The S&P CoreLogic Case-Shiller 20-city house price index rose 0.4% in April compared to the previous month.
Home prices in the 20 major U.S. metro markets were up 7.2% in the last 12 months ending in April. That’s down from an increase of 7.5% the previous month.
A broader measure of home prices, the national index, rose 0.3% in April and was also up 6.3% over the past year. All numbers are seasonally adjusted.
The 20-city and the national index are at an all-time high.
Key details: San Diego posted the biggest year-over-year home-price gains in April. Prices were up 10.3%.
All 20 major markets reported yearly gains.
Home prices grew the slowest in Portland, by 1.7%.
Cities Change from last year
Atlanta 5.9%
Boston 7.9%
Charlotte 7.3%
Chicago 8.7%
Cleveland 8.5%
Dallas 3.4%
Denver 2%
Detroit 7.2%
Las Vegas 8.3%
Los Angeles 8.6%
Miami 8.2%
Minneapolis 2.9%
New York 9.4%
Phoenix 4.8%
Portland 1.7%
San Diego 10.3%
San Francisco 4.7%
Seattle 7.5%
Tampa 3.6%
Washington 6.4%
Composite-20 7.2%
A separate report from the Federal Housing Finance Agency also showed home prices rose 0.2% in April from the previous month, and were up 6.3% in the past year. Compared to last year, home prices were up the most in the New England and Middle Atlantic regions.

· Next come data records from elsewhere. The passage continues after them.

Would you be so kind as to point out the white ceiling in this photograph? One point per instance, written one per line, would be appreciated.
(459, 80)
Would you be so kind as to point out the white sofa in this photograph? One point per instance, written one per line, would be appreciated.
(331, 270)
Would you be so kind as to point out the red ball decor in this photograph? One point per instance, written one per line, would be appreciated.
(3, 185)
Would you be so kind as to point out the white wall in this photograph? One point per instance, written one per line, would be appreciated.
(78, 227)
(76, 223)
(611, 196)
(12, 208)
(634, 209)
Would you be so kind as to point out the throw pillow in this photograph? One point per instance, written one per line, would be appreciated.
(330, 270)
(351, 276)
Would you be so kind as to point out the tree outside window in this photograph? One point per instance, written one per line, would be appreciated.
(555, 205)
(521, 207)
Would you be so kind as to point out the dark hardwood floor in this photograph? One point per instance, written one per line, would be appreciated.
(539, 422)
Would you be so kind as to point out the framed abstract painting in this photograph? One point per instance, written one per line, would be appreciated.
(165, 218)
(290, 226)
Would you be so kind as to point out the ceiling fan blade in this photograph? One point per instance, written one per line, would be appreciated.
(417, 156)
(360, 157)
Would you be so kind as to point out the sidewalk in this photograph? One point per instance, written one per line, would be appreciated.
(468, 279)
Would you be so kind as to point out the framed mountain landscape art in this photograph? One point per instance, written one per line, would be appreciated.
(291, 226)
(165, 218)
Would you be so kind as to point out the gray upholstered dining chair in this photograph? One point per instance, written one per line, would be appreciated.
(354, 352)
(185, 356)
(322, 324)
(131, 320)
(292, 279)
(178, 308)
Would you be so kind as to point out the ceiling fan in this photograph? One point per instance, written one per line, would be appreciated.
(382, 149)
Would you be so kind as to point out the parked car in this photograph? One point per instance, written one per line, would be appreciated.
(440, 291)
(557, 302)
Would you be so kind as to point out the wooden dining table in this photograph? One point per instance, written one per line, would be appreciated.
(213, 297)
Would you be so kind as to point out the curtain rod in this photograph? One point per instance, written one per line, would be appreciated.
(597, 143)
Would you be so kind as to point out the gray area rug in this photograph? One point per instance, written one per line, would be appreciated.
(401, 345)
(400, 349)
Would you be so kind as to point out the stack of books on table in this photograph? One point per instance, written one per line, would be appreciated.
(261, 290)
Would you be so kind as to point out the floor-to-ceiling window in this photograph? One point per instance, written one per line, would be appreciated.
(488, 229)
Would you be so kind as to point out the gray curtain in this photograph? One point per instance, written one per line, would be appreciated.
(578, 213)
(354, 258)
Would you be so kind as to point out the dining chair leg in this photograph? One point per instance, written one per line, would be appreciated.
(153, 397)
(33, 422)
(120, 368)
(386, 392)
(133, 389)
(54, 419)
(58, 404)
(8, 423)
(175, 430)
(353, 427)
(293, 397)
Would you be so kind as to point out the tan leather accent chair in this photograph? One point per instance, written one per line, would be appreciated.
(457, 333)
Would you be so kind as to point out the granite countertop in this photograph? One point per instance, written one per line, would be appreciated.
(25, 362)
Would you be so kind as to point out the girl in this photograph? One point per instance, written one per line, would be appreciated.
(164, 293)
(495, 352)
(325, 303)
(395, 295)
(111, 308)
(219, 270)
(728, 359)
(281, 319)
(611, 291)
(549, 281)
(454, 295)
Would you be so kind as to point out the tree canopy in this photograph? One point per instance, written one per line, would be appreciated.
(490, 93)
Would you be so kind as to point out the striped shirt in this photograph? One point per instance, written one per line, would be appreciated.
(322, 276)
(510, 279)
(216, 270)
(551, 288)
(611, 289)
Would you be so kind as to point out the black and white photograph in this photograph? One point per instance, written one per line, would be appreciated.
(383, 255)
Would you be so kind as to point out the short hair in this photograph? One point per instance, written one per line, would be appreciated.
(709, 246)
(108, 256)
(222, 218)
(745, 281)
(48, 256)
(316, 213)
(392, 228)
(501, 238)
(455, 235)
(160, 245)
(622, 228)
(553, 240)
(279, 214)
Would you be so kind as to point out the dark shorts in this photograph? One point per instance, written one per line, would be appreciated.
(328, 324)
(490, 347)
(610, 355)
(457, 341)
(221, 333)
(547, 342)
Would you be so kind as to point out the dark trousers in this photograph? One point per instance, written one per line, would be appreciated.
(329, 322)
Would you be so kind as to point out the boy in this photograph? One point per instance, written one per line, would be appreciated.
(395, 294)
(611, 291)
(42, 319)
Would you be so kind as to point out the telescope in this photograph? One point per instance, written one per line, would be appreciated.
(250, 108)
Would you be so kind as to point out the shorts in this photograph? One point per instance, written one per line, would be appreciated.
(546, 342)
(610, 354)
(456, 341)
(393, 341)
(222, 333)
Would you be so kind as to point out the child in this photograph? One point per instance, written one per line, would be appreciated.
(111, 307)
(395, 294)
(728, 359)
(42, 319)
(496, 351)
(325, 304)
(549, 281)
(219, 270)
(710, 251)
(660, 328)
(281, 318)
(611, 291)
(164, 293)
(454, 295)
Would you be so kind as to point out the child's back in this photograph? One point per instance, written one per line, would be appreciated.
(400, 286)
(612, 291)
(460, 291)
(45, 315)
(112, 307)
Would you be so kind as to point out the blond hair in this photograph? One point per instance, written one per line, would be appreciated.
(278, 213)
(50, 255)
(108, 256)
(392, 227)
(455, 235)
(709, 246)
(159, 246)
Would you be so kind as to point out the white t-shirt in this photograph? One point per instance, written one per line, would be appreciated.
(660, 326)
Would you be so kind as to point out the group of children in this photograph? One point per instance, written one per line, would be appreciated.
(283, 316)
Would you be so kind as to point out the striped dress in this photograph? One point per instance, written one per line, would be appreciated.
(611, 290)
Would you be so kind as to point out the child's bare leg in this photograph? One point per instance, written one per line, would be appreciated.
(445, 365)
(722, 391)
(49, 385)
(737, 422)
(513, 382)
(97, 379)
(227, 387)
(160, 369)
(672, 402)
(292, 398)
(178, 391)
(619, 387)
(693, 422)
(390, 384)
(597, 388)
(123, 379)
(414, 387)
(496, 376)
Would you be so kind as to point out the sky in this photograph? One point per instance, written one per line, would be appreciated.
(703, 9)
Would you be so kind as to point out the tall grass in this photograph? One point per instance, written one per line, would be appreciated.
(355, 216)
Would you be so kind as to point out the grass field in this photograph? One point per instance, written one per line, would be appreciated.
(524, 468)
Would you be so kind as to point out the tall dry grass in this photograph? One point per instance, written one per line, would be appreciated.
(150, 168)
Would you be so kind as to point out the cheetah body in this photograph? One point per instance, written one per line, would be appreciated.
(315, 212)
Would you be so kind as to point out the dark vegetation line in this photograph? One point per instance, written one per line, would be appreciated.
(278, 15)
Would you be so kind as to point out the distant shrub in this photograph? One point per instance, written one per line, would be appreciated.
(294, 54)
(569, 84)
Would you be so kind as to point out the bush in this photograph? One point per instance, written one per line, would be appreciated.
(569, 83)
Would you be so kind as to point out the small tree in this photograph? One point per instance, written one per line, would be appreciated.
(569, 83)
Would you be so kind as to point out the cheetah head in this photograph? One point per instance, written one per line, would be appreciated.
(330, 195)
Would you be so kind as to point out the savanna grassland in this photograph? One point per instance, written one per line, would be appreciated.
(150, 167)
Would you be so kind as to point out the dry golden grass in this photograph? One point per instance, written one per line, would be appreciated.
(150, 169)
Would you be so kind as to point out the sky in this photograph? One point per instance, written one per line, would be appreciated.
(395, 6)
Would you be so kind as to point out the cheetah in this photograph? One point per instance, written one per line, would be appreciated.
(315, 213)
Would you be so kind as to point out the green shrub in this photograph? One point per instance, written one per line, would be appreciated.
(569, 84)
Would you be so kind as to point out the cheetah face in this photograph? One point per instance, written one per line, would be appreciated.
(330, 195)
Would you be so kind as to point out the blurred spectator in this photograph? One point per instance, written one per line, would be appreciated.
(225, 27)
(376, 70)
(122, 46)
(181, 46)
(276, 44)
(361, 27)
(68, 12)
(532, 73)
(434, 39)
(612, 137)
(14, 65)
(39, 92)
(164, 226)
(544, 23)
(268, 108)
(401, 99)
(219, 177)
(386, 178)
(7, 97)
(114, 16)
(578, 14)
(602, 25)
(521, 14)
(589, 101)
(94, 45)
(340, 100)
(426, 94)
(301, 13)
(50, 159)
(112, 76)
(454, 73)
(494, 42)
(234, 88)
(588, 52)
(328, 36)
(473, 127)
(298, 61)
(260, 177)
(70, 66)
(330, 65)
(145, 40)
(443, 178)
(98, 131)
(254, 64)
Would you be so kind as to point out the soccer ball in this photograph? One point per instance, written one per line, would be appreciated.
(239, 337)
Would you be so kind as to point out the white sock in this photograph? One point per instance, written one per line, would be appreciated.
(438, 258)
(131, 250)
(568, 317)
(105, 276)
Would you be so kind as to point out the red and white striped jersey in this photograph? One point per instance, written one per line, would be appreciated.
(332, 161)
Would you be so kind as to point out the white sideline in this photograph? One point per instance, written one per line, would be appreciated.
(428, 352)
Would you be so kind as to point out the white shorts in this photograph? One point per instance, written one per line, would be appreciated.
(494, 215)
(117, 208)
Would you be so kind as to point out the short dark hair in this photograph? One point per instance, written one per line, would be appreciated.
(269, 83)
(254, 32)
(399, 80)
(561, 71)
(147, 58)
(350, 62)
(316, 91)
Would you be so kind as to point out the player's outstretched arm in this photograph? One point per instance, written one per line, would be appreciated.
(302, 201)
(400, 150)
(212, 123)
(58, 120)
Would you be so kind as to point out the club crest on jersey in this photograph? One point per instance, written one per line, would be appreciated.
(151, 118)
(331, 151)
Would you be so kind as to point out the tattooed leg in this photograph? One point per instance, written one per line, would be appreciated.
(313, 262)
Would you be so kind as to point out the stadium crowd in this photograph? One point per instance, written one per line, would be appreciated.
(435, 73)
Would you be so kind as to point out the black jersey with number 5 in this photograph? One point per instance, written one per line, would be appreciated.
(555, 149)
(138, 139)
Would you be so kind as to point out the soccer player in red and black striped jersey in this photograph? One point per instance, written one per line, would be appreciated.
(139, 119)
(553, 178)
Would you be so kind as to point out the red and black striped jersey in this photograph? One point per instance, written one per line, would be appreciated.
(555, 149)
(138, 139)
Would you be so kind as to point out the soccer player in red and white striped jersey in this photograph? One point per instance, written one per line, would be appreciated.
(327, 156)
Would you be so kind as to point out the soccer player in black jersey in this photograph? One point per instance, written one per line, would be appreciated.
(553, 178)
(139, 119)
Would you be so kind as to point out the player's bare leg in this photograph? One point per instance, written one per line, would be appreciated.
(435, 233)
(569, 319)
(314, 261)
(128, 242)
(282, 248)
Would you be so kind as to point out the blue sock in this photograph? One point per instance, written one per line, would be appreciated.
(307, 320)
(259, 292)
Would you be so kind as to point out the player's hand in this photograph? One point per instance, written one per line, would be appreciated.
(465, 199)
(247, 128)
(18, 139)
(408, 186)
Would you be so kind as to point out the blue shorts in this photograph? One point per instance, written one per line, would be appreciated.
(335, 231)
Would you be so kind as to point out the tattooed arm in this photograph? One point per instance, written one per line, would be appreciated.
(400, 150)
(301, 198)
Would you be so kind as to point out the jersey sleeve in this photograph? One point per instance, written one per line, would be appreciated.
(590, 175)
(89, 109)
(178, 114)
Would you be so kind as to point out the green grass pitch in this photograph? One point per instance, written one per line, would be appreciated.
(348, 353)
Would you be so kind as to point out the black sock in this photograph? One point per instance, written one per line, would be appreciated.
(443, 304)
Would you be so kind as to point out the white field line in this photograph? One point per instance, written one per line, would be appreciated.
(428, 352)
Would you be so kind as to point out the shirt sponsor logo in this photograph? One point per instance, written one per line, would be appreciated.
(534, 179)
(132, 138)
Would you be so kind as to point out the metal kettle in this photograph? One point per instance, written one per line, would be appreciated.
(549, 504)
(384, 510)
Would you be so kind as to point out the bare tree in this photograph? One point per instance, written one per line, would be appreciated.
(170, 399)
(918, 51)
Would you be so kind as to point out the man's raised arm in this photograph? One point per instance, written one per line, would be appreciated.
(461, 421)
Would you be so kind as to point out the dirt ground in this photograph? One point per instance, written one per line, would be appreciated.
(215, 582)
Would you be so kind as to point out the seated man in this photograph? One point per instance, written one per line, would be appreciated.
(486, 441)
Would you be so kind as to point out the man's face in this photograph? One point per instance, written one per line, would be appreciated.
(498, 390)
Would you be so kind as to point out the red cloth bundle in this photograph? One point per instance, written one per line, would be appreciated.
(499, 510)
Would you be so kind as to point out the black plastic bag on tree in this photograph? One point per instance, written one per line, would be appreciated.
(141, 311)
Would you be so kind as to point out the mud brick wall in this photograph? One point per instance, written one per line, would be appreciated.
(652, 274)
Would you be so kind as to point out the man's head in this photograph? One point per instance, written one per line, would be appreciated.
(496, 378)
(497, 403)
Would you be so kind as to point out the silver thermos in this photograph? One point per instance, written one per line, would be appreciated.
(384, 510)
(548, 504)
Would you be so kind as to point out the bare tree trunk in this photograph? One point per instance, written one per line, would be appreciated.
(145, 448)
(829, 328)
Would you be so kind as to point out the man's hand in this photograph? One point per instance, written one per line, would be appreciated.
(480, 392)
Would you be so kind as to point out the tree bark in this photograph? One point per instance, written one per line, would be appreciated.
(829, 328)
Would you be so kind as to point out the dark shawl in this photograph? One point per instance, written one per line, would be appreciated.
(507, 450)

The median price of a resale home was $407,600 April, and a newly built home was $433,500.
Big picture: Home price growth slowed slightly in April, but prices still remain stubbornly high. Until there is a dramatic increase in property listings, home prices are likely to keep rising, and straining affordability.
First-time home buyers in particular are at a disadvantage, as they not only grapple with high mortgage rates, rising home prices, but also lack a prior home to sell, raise proceeds, and buy another.
What S&P said: “2024 is closely tracking the strong start observed last year, where March and April posted the largest rise seen prior to a slowdown in the summer and fall,” Brian D. Luke, head of commodities, real estate and digital assets at S&P Dow Jones Indices, said in a statement.
And “heading into summer, the market is at an all-time high, once again testing its resilience against the historically more active time of the year,” he added.
But to be sure, looking at the 20-city index, several markets saw prices decelerate, Luke noted.